| Reino: | Animalia |
| Filo: | Chordata |
| Classe: | Aves |
| Ordem: | Anseriformes |
| Família: | Anatidae |
| Leach, 1820 | |
| Subfamília: | Anatinae |
| Leach, 1820 | |
| Espécie: | N. peposaca |
O marrecão é uma ave anseriforme da família Anatidae.
Também é chamado de marrecão-da-patagônia.
É uma das espécies mais visadas por caçadores do Sul.
Seu nome científico significa: do (grego) nëtta = pato; e do (guarani) peposaca = bico rosado, bico vermelho. ⇒ Pato de bico rosado ou pato de bico vermelho.
Mede 55 centímetros. Apresenta acentuado dimorfismo sexual. O macho é em grande parte preto com coloração cinza nos flancos e branco no crisso. Possui um bico vermelho brilhante e também os olhos vermelhos. O bico em si tem em sua base uma área vermelha brilhante intumescida, enquanto o resto do bico a coloração se desvanece gradualmente para um tom rosado claro em direção a ponta.
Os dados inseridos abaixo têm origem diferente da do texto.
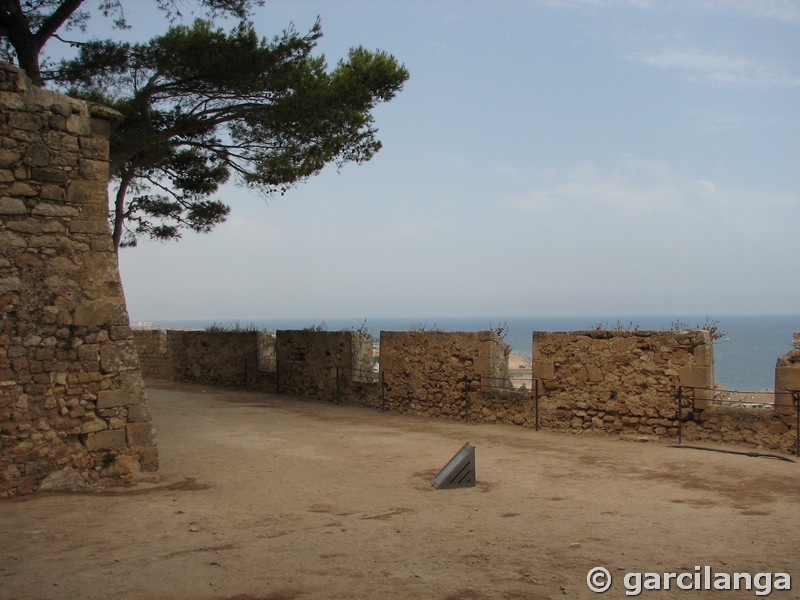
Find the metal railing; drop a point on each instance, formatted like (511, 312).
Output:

As fêmeas, tem o bico preto e a região ao redor dos olhos brancos. Como em muitos patos, são mais apagadas e mais marrom; o crisso também é branco contrastando com o restante da plumagem especialmente quando a ave está em voo. No voo este pato também chama a atenção com sua plumagem em grande parte escura contrastada fortemente com as primárias brancas. Ambos os sexos exibem espelhos alares brancos quando estão em voo.
Este pato é um bom mergulhador e é encontrado apenas em água doce, com vasta vegetação emergente para se reproduzir. Durante o inverno, pode ser encontrado em maiores concentrações em corpos de água maiores, embora sempre com vegetação emergente.
É uma espécie caçada em larga escala em países do Cone Sul, assim como outros anatídeos.
Não possui subespécies.
Alimenta-se de plantas aquáticas, pequenos crustáceos e invertebrados aquáticos. Também se alimenta dos grãos de arroz que ficam no meio da resteva nas lavouras de arroz irrigado do Rio Grande do Sul.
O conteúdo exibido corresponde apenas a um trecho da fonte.